Someone who smokes with an alarming vigor? I had to look up the definition of vigor to make sure I wasn’t mistaken. It means physical strength and good health.

This man smokes with physical strength and good health? That’s hilarious! But it’s also an impactful image.

And for anyone who has ever smoked a cigarette, you know exactly how challenging it is to integrate the acts of inhaling smoke, breathing air, and speaking words. I was never a big smoker, but any time I tried to do that, my choking cough would shoot the cigarette from my mouth like a heat-seeking missile.

This guy isn’t just a smoker. The cigarette is an extension of his body. A part of who he is.

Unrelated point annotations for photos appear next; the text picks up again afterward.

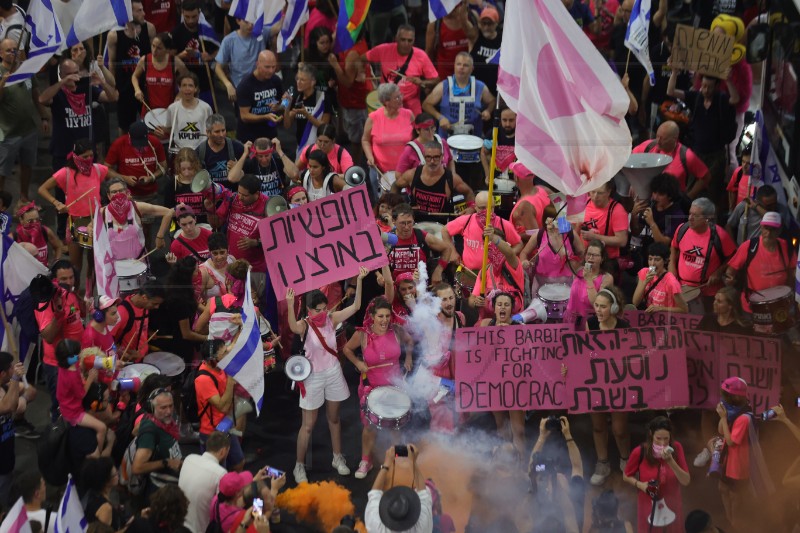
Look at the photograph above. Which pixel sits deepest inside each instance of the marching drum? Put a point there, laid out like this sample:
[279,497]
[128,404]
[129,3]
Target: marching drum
[465,148]
[554,296]
[773,311]
[169,364]
[387,408]
[131,273]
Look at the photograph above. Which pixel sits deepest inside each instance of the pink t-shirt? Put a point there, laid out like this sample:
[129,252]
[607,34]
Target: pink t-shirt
[419,66]
[409,158]
[693,249]
[70,393]
[597,220]
[696,167]
[468,226]
[389,137]
[337,165]
[74,186]
[664,293]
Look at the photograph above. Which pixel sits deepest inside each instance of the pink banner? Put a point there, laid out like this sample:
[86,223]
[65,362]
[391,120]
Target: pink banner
[510,368]
[322,242]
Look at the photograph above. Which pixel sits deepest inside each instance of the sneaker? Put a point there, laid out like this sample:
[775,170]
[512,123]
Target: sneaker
[601,472]
[340,464]
[702,458]
[300,473]
[363,469]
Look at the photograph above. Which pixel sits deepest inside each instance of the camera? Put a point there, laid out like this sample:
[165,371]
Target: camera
[553,423]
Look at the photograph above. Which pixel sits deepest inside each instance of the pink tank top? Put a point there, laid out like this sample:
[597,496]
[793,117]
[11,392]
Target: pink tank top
[389,137]
[380,350]
[321,359]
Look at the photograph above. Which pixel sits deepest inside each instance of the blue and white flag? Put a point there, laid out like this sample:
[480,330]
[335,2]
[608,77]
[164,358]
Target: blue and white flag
[636,36]
[70,518]
[439,8]
[763,162]
[206,30]
[296,15]
[245,361]
[18,269]
[46,39]
[98,16]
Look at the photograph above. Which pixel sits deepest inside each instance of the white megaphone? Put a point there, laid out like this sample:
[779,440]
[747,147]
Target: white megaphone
[535,313]
[661,516]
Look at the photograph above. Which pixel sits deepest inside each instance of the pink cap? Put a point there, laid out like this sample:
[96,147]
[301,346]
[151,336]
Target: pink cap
[736,386]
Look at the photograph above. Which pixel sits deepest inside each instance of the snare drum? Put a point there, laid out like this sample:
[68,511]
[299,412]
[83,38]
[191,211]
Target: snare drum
[373,102]
[773,310]
[387,408]
[554,296]
[465,282]
[465,148]
[131,273]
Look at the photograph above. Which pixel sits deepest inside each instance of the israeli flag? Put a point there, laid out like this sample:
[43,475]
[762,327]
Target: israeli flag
[245,361]
[46,40]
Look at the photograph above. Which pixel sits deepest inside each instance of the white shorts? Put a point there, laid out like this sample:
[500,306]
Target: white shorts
[325,385]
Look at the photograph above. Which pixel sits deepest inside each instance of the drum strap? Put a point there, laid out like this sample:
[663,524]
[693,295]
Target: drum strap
[322,339]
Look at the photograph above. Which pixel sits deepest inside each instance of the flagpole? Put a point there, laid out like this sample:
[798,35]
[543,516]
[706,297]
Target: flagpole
[490,204]
[208,73]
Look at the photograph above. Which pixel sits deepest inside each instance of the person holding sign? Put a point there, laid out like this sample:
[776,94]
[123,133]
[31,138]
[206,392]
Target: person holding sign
[658,289]
[382,343]
[326,382]
[656,468]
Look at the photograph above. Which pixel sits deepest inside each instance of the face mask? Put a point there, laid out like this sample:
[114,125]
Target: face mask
[658,450]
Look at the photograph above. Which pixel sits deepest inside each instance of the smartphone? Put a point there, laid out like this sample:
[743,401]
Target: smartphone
[258,506]
[274,473]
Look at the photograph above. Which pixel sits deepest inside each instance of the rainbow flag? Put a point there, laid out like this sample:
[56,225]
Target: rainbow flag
[352,14]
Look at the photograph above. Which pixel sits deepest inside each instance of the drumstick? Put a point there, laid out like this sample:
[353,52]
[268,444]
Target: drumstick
[79,197]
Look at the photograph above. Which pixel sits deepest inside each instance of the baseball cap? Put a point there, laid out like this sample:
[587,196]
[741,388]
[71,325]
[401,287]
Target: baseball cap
[771,219]
[735,385]
[233,482]
[490,13]
[138,134]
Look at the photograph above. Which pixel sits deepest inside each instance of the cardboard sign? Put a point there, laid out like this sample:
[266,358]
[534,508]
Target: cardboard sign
[322,242]
[703,51]
[510,368]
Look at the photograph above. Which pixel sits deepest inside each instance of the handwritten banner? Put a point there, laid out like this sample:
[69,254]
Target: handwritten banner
[713,357]
[510,368]
[322,242]
[702,51]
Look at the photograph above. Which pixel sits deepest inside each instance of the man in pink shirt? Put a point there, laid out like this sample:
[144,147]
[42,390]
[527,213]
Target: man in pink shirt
[406,65]
[685,165]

The description defines the fact. The fact defines the character. The character defines the story.

A chain-smoking, alpha-male sheriff, from a remote Russian town, who is part of a six-man tiger hunting party. And if that description isn’t enough, Vaillant continues and fills in the color of the picture I was outlining in my mind:

He will haul a total stranger bodily (and effortlessly) through a doorway because it is considered bad luck to shake hands across a threshold; a map, when he is done with it, will be scored and pocked with holes from his emphatic pen.

Simply a perfect character description.

Let's get technical

Vaillant perfectly employs imagery in his description of Sheriff Gorunov. The description is so vivid, the reader feels like he is sitting across the kitchen table from the man, listening to his booming voice and breathing his second-hand smoke.

As we’ve discussed many times, imagery is a vivid description that appeals to your senses to evoke a picture or a feeling.

This description evokes a clear picture of a man who is not only equipped, but ready, to hunt a tiger.

When describing a character, sometimes the best approach is to focus on one attribute—like Vaillant did here with the smoking. Let that quirk, or habit, or appearance define your character. Put the focus there, then fill in blanks with smaller details.